Simpson è uno dei giocatori più forti della storia del football statunitense, il miglior running back degli ultimi vent’anni. MVP dell’NFL, nel 1973 è la star indiscussa dei Buffalo Bills: corre come sanno correre in pochi, schiva i colpi con naturalezza. Ed è nero. O.J. Simpson non è però il tipico afro proveniente dai quartieri poveri, che non dimentica le sue radici. Lui nel lusso ci si trova bene, ama i bianchi e vuole continuare a vivere come loro. Nel 1985 è ormai un ex giocatore ed ha avviato con discreto successo la carriera cinematografica; è amato da tutti i neri d’America, perché è uno che ce l’ha fatta, che ha buttato giù a suon di spallate la barriera che divide il loro popolo dai bianchi. Si sposa con Nicole Brown, idealtipica bionda nata tedesca e trapiantata in California; gioca a golf con Bill Clinton e prende lezioni di dizione per parlare come i bianchi. Arriva a dire che farebbe di tutto per stare con loro, anche schiarire il colore della sua pelle.

Il 13 giugno del 1994 Nicole Brown viene trovata morta nel suo appartamento insieme al collega di lavoro Ronald Goldman.

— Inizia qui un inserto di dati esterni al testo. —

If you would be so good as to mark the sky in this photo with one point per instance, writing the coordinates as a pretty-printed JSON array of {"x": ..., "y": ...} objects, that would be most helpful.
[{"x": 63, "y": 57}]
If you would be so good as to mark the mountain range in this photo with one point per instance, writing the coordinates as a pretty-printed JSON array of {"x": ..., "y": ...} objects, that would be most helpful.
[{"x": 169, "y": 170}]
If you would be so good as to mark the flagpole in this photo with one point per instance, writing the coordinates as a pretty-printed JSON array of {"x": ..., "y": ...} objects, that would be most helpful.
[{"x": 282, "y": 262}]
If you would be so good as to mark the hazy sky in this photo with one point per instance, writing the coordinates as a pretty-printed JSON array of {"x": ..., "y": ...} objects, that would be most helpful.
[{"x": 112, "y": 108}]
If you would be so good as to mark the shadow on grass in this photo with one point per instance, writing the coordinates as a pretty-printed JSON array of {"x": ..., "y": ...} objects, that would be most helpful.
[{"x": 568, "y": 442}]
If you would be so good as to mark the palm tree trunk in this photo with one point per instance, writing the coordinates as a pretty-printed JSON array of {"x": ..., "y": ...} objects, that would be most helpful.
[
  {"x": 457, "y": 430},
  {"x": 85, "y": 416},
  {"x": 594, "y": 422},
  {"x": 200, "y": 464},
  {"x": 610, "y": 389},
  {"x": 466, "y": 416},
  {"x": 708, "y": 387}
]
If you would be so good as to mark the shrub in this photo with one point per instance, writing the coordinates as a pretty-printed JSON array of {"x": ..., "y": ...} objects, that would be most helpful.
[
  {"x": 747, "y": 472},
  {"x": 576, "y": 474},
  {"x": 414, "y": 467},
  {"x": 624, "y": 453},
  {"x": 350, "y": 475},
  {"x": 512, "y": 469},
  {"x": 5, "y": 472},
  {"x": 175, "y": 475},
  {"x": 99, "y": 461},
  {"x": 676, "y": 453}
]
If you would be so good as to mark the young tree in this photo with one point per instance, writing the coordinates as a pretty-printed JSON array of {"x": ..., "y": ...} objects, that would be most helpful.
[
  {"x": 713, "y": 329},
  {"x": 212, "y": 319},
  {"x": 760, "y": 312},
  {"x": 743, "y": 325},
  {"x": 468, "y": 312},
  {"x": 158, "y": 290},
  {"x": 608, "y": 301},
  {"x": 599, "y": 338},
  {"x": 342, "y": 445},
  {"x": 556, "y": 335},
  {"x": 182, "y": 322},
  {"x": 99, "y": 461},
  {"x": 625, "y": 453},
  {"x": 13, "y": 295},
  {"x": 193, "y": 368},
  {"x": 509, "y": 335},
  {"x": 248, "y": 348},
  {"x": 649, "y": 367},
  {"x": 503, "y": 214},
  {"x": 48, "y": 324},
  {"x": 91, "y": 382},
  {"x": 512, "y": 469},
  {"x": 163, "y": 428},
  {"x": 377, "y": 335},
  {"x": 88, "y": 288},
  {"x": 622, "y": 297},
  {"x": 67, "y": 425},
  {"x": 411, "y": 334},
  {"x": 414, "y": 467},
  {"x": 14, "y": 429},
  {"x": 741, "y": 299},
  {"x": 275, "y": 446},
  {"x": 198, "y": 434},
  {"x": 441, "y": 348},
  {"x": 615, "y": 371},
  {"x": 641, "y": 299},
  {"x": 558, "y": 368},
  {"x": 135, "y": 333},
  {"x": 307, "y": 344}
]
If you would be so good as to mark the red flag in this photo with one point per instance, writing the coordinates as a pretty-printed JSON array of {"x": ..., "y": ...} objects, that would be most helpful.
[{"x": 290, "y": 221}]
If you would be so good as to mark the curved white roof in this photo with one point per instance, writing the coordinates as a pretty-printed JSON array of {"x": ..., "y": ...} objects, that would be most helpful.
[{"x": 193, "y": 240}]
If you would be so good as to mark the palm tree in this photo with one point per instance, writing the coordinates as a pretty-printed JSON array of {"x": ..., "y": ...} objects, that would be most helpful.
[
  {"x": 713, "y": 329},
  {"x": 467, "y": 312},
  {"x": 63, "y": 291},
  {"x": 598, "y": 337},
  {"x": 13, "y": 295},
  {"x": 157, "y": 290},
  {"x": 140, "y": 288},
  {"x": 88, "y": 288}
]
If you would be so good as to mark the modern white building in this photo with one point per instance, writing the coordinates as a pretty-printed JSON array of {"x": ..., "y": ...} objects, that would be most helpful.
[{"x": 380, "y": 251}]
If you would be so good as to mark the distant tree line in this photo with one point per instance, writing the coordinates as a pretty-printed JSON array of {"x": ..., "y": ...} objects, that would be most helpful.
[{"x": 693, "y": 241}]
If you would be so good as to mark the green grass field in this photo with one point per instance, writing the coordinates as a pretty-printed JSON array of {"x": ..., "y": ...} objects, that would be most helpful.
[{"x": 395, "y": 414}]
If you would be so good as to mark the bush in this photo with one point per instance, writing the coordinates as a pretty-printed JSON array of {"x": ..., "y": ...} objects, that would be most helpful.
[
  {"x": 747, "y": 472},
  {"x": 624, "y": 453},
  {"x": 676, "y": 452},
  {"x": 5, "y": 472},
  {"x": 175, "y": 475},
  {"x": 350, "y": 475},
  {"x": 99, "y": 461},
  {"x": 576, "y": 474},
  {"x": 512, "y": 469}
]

Per lui venti coltellate, per lei dodici, di cui molte al collo. Le indagini corrono rapide e portano verso Simpson come unico indiziato. Dopo quattro giorni gli Stati Uniti assistono ad uno degli avvenimenti mediaticamente più seguiti della storia, di quelli che piacciono a loro: guardie, ladri, armi. Se ci mettiamo anche un campionissimo del football, il pubblico è in visibilio. Braccato dalla polizia, O.J. Simpson tenta di darsi alla macchia ma viene identificato ed inseguito da venti auto della Polizia, più un elicottero. Le trasmissioni televisive e radiofoniche vengono invase dalle immagini live dell’inseguimento, che arrivano addirittura a sostituire le finali playoff dell’NBA. Alla fine niente sparatorie, tantomeno sangue: O.J. Simpson si consegna ai poliziotti.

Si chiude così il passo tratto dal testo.